I have 2 of them and they both have about 10 k on them and the filters are original but I really should have changed them by now.


----------



## ChevKid03 (Dec 23, 2007)

SullivanSeptic;686983 said:


> I have a 2500HD with a Duramax LMM (new body style). Just had the fuel filter changed two weeks ago and the truck went into limp mode say "reduced power". Had to have the fuel filter changed again. Dealer says it was clogged up. Dealer also says that he has had a lot of the same trucks in for the same thing. Some people are going through a couple of filters every month. Does anyone else have this problem with their Duramax LMM motors.

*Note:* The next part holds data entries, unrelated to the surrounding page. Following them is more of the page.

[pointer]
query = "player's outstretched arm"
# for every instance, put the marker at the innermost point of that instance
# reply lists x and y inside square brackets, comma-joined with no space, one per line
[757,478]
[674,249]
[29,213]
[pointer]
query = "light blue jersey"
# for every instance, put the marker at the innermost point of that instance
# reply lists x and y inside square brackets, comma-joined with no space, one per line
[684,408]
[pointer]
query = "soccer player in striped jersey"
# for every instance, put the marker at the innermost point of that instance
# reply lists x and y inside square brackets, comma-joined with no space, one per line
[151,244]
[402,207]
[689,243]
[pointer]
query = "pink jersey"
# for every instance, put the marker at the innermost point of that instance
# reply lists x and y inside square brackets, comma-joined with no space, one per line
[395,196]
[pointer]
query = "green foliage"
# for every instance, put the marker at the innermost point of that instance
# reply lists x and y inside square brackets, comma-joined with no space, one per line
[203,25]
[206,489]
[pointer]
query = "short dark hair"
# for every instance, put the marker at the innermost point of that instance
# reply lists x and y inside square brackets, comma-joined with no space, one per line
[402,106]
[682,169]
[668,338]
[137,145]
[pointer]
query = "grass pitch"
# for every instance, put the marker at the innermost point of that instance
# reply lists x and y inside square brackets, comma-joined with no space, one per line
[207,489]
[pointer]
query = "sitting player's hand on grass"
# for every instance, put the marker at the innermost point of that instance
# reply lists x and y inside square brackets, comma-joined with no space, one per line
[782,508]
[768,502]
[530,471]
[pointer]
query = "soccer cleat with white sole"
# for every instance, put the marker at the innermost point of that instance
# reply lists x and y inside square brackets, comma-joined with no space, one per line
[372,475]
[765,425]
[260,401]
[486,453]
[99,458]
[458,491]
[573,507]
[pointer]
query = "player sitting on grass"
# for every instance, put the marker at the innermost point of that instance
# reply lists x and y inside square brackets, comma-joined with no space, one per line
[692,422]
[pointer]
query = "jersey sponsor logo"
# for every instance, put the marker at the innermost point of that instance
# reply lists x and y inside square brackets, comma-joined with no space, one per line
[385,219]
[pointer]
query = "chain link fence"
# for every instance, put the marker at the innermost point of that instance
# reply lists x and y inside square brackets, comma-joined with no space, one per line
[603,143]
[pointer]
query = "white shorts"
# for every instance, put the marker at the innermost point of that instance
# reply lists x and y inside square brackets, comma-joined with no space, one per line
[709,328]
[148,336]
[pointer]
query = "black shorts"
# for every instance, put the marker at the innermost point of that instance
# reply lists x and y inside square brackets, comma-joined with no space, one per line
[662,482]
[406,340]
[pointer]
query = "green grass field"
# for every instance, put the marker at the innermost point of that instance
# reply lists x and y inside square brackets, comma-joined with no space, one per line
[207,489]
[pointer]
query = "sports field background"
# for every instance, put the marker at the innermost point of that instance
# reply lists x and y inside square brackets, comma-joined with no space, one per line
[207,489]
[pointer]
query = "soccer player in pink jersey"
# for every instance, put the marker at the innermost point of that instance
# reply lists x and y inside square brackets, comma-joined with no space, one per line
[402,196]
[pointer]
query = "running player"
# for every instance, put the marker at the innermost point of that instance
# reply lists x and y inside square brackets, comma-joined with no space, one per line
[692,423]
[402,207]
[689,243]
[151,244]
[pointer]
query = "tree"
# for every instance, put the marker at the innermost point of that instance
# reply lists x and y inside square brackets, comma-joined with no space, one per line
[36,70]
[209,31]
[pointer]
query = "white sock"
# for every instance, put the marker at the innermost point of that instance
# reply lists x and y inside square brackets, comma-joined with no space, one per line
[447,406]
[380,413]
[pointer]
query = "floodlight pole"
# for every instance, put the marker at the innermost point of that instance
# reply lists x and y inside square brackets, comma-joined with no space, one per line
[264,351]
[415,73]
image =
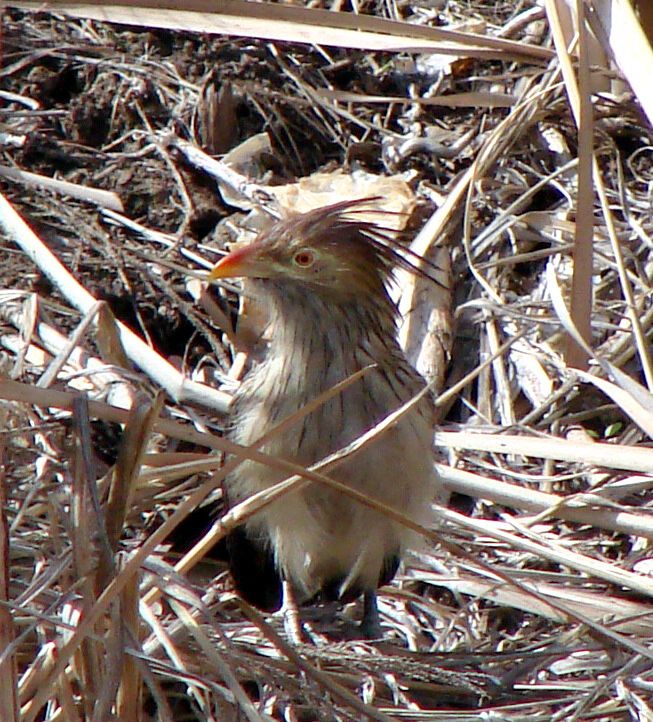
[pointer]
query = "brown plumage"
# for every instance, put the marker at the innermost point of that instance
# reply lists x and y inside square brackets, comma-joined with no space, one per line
[323,277]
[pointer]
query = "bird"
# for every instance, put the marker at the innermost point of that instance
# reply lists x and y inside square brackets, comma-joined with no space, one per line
[323,278]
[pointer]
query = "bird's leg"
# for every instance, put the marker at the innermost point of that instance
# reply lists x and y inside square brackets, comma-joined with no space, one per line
[371,624]
[291,622]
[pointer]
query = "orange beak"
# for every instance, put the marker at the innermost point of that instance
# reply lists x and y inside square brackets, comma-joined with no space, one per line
[240,262]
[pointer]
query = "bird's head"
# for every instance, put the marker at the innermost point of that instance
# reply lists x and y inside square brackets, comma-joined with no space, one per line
[326,251]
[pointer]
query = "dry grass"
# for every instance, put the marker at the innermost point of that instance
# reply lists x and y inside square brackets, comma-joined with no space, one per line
[531,162]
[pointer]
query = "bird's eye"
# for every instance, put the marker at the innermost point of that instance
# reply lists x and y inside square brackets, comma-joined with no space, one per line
[304,258]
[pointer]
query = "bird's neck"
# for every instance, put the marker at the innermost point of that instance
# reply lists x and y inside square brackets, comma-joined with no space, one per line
[306,326]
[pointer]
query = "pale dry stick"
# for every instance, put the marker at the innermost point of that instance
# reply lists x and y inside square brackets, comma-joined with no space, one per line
[501,382]
[323,679]
[579,101]
[258,501]
[616,612]
[104,199]
[515,123]
[508,217]
[580,299]
[635,400]
[180,388]
[104,376]
[303,25]
[57,363]
[641,342]
[8,665]
[249,190]
[623,31]
[576,508]
[628,458]
[586,565]
[213,535]
[213,657]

I would think it is a diesel issue.... Make sure your getting your fuel at a place that "moves" diesel this time of year. You don't want stuff that's been sitting.


----------



## weeman97 (Dec 4, 2005)

are you using like bio-diesel. a guy in autozone says he has to change his fuel filter every 4k miles! cause of the bio diesel. i guess hes a big rig tech so i would assume he knew what he was talkin about.


----------



## tuney443 (Jun 25, 2006)

SullivanSeptic;686983 said:


> I have a 2500HD with a Duramax LMM (new body style). Just had the fuel filter changed two weeks ago and the truck went into limp mode say "reduced power". Had to have the fuel filter changed again. Dealer says it was clogged up. Dealer also says that he has had a lot of the same trucks in for the same thing. Some people are going through a couple of filters every month. Does anyone else have this problem with their Duramax LMM motors.

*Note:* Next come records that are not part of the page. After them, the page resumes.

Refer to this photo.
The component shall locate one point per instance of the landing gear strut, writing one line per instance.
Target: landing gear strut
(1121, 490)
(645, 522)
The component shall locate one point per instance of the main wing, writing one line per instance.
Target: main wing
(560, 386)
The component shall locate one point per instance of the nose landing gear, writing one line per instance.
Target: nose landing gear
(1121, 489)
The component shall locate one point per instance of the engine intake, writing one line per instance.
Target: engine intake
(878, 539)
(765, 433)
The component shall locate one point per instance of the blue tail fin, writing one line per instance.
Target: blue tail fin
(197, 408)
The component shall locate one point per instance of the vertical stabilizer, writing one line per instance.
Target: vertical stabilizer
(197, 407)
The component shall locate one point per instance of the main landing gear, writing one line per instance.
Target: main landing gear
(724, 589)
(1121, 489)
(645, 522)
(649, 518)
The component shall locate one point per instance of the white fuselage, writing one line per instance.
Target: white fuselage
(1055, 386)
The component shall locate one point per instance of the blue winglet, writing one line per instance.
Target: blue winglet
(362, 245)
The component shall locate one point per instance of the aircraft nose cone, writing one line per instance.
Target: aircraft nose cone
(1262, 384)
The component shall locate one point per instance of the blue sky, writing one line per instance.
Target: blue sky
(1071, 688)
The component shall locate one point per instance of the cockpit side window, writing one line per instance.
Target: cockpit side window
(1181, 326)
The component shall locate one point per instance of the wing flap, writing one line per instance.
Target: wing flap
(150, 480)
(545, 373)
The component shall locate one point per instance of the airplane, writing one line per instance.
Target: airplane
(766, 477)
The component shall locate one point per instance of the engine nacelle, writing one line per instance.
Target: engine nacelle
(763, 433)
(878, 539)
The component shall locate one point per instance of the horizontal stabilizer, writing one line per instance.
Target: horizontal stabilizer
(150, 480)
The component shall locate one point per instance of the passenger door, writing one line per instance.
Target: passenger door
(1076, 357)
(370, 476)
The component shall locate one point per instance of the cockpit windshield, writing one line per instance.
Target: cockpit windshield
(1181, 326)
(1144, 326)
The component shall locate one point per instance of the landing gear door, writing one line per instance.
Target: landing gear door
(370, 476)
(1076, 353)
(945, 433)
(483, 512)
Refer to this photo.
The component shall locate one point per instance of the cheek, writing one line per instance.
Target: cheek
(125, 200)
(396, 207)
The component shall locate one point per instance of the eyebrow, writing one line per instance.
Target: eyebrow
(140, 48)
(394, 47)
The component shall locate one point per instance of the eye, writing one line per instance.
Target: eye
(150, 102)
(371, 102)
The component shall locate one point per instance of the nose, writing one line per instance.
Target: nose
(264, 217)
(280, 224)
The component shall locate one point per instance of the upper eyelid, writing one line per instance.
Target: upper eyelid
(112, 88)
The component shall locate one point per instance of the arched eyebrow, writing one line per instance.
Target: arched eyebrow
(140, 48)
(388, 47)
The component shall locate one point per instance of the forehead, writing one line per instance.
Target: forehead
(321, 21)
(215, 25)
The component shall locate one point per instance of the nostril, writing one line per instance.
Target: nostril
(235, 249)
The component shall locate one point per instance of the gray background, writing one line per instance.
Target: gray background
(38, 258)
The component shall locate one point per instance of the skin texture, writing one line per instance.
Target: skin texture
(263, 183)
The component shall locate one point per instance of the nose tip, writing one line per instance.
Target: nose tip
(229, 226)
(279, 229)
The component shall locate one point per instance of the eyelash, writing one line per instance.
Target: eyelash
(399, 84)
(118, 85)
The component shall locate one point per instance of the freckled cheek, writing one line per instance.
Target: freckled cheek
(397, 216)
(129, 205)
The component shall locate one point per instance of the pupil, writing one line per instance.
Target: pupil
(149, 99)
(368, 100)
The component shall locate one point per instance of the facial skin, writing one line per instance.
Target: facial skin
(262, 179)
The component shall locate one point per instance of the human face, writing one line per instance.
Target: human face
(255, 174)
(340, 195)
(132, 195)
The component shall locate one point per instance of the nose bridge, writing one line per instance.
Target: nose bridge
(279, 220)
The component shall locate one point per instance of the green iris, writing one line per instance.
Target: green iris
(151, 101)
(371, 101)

What already was said is true--your problem is not with your Dmax or filter,it is definitely some bad fuel you're getting.I change the filter at 10--15K miles for peace of mind and always carry a spare with me.It only takes one bad fill-up to ruin your day.


----------



## SullivanSeptic (Nov 30, 2008)

i buy my fuel from a whole saler. They have their own pumps that I pull up to fill up at. They sell A LOT of fuel every day. They fill their tanks every other day. The dealer says diesel fuel in Illinois is the worst in the country. I hope the additive works.


----------



## SullivanSeptic (Nov 30, 2008)

also, the new duramax is very sensative. so the dealer says


----------



## dane1985 (Jan 16, 2005)

I have been having the same problem with my 06 lbz engine. I go through filters a lot and it doesnt seem to matter where I get my fuel. All of the fuel around here is between 5 and 20 percent biodiesel blend. So it freezes up all the time and completely ruins the filter.


----------